De l’autre côté de la frontière
Auteur de polars, François Combe séjourne avec femme, enfant, maîtresse et gouvernante, dans la Santa Cruz Valley, à la lisière de l’Arizona et du Mexique. Il s’aventure parfois avec Kay, sa secrétaire, dans les quartiers chauds de Nogales, ville frontière. Le couple, accompagné de Jed Peterson, un Américain ami de l’écrivain, rencontre Raquel dans une maison close, El Cielito Lindo. La même nuit, la prostituée est assassinée… Jed, son dernier client, est dans le collimateur de la police. Afin de le disculper, François s’improvise détective, accompagné d’Estrellita, sa servante mexicaine.
Puisant dans l’imagerie des années 1950 à 1970 de paysages du Sud-Ouest américain, lorsque certains riches blancs profitaient d’une ambiance néo-coloniale nauséabonde envers les Mexicains (situation, par certains aspects, encore actuelle de nos jours), l’album dessiné par Philippe Berthet (Motorcity) est un bel ouvrage esthétique.
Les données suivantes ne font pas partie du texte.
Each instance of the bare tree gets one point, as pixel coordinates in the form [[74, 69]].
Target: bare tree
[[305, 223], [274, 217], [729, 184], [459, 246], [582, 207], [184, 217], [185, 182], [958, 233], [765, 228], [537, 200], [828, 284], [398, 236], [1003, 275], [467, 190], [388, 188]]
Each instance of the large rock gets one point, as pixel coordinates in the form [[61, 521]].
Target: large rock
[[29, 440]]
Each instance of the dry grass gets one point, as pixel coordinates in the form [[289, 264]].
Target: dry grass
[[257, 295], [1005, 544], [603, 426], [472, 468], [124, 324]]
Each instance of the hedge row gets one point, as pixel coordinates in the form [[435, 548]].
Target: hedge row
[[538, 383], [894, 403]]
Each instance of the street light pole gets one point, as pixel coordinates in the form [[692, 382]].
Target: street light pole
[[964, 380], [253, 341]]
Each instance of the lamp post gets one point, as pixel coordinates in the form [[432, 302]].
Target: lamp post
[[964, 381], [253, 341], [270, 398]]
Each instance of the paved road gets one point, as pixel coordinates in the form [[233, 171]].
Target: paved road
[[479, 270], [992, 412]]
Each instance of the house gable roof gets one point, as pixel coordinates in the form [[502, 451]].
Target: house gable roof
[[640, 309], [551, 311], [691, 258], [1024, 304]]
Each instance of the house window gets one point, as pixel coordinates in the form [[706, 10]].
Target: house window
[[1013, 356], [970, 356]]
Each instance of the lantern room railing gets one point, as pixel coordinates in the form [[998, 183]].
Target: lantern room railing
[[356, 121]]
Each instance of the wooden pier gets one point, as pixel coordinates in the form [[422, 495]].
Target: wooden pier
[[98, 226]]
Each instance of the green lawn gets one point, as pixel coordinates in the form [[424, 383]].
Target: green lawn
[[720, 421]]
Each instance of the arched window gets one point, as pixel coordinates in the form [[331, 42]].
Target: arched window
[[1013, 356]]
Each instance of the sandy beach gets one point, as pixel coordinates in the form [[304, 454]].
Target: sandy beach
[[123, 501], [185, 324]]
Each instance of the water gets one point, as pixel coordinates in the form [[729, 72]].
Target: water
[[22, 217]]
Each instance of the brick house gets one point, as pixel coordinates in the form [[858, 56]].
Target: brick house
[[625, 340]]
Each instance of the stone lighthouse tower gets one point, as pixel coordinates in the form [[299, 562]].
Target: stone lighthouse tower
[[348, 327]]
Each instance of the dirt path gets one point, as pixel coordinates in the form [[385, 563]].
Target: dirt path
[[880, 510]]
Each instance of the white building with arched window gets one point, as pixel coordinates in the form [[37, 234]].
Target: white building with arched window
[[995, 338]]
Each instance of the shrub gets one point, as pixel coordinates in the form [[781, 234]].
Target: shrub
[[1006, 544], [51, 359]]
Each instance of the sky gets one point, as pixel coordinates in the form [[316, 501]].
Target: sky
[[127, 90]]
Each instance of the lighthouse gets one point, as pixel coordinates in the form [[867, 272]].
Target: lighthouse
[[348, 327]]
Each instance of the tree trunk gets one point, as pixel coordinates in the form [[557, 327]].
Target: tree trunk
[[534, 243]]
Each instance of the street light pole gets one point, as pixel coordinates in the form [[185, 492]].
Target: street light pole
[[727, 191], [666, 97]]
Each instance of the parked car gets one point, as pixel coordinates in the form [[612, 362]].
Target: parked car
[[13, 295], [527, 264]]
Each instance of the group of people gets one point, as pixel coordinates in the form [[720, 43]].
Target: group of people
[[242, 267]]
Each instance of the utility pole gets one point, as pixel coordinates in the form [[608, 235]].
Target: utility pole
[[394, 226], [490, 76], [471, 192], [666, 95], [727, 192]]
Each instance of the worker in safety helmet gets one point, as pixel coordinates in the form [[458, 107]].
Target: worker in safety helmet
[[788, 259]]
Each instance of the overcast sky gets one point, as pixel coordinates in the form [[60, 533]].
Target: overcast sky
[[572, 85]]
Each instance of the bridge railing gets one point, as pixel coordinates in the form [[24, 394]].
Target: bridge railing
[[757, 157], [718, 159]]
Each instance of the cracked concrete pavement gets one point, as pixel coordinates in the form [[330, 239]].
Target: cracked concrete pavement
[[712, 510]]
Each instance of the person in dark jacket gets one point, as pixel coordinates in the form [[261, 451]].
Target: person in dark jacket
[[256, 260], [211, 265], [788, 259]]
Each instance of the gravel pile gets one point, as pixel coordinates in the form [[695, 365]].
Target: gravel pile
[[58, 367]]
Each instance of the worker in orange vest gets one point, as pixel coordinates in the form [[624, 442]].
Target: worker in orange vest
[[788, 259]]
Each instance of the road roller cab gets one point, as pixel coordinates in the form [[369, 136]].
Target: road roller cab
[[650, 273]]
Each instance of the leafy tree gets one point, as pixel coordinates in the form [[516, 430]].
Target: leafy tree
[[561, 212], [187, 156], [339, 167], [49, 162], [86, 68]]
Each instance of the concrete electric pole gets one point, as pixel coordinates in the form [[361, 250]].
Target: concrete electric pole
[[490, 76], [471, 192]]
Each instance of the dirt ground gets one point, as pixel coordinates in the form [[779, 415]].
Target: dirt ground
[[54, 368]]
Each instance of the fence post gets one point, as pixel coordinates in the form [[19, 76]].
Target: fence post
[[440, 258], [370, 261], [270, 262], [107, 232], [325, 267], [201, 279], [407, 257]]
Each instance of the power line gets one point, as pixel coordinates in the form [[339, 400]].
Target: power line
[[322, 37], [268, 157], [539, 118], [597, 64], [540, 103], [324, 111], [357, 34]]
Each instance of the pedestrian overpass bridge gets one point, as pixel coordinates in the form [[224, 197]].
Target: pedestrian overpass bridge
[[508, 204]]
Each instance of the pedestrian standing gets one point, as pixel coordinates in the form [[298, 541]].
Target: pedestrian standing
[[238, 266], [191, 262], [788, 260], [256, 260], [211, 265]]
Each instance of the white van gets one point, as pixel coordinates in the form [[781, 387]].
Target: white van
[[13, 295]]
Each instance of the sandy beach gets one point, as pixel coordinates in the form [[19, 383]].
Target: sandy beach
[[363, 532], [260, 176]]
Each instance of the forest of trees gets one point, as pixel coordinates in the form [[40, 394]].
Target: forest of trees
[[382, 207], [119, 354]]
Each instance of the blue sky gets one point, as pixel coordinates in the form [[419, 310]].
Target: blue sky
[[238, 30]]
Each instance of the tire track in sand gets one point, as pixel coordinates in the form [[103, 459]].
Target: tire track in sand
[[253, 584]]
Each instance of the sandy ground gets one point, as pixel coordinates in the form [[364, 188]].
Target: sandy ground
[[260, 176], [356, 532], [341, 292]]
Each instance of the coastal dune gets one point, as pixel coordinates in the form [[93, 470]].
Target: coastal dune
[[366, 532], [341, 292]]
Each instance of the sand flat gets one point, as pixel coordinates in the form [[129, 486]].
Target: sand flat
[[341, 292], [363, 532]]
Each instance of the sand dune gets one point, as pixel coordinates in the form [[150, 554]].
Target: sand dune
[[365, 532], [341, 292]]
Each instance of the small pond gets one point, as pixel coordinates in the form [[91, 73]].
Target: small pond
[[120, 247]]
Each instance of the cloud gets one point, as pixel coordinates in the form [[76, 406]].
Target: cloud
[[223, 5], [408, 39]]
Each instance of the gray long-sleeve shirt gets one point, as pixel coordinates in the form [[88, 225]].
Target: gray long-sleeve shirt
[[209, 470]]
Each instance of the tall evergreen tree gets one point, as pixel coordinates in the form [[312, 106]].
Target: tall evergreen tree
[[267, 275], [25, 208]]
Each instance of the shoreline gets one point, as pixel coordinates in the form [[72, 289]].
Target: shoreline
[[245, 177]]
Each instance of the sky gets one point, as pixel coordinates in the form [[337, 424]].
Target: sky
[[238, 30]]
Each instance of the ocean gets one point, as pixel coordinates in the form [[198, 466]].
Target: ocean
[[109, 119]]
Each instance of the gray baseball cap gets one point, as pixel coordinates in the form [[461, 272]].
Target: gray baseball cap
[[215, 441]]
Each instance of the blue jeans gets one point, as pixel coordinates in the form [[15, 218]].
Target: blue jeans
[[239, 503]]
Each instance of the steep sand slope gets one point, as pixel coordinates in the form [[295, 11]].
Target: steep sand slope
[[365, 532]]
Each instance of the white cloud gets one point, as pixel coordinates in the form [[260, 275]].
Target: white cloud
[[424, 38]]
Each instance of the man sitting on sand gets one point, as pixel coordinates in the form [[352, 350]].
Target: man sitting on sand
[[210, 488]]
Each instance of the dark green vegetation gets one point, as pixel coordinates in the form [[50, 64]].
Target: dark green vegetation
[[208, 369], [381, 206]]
Son trait clair, précis et sculptural, rehaussé d’une colorisation franche restitue joliment une ambiance polar, bel hommage aux oeuvres de genre de l’époque. On sent flotter l’esprit de Georges Simenon, dont le voyage en Arizona en 1948 inspire librement cette histoire. L’intrigue élaborée par Jean-Luc Fromental (Le Coup de Prague) se suit avec plaisir, bien qu’un peu trop psychologisante dans sa chute.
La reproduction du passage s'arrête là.